Милена молчала, и привратница спросила по-другому:
– Вы поете… лучше, например, чем я?
Теперь стало ясно, что Скелетина ищет ссоры.
– Не знаю. Может быть… – сказала Милена.
Проведя в интернате три с лишним года, она, как и все девочки, научилась отвечать надзирательницам и преподавателям: как можно безличней, ничего не утверждая, ничего не оспаривая. От этого зависело собственное спокойствие.
– Так вы поете лучше меня? Отвечайте!
Старому мешку с костями явно хотелось поразвлечься. Она закурила новую сигарету. Указательный и средний палец на ее правой руке были желтые от никотина. Хелен взглянула на часы,
– Не знаю, – спокойно ответила Милена. – Я никогда не слышала, как вы поете.
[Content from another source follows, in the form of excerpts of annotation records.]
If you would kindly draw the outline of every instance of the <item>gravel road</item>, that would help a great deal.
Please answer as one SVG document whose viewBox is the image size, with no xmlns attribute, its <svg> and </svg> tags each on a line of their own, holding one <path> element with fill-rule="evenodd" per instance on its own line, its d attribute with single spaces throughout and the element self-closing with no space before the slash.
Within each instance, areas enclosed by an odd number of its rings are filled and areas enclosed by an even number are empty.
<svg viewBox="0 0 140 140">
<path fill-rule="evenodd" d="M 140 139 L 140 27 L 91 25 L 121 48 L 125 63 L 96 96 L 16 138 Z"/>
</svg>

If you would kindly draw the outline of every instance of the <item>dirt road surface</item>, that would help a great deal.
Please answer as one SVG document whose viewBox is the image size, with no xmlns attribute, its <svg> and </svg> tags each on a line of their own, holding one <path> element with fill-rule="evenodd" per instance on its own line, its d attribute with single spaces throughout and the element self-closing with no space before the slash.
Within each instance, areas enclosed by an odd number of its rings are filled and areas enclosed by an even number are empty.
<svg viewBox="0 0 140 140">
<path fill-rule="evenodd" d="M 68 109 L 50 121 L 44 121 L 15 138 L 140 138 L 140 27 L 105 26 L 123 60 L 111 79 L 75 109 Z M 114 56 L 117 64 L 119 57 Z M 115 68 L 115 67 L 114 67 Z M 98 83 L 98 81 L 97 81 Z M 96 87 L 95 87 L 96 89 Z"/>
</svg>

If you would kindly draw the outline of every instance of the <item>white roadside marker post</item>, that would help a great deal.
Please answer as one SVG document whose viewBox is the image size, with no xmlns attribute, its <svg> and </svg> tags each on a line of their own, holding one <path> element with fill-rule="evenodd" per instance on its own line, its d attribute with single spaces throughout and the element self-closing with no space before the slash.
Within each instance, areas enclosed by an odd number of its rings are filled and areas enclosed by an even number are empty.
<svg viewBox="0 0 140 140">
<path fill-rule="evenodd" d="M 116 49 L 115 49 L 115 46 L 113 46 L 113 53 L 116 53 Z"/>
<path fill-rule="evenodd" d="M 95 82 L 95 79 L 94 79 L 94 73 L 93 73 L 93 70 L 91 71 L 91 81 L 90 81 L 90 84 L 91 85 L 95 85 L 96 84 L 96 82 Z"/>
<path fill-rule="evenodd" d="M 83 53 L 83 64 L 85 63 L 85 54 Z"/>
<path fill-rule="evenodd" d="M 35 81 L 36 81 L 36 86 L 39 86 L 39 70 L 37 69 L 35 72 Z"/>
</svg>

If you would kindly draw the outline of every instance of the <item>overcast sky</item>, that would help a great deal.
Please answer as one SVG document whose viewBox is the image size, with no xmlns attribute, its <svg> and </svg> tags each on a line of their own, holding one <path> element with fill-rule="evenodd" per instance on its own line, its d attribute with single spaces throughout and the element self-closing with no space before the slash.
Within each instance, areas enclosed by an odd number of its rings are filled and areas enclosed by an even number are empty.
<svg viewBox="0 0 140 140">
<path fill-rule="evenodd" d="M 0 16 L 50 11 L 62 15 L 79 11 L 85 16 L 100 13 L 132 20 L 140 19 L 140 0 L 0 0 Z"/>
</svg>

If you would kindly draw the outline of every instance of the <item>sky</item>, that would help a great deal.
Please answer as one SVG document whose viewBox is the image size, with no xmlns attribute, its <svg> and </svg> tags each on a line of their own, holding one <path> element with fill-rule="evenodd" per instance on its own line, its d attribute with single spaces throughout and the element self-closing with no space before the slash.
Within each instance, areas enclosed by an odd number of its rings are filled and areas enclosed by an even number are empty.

– А вам бы, наверное, хотелось? – жеманно приставала Скелетина. – Вы были бы счастливы послушать какую-нибудь песенку, но не смеете попросить, а?
Хелен не представляла, как ее подруге теперь выкручиваться, но Скелетина разразилась хриплым смехом, который тут же перешел в неудержимый кашель. Не в силах вымолвить ни слова, она прижала к губам скомканный платок и, не переставая кашлять, сделала девочкам знак, что они могут идти.
Было около половины седьмого, когда подруги вышли наконец за ворота.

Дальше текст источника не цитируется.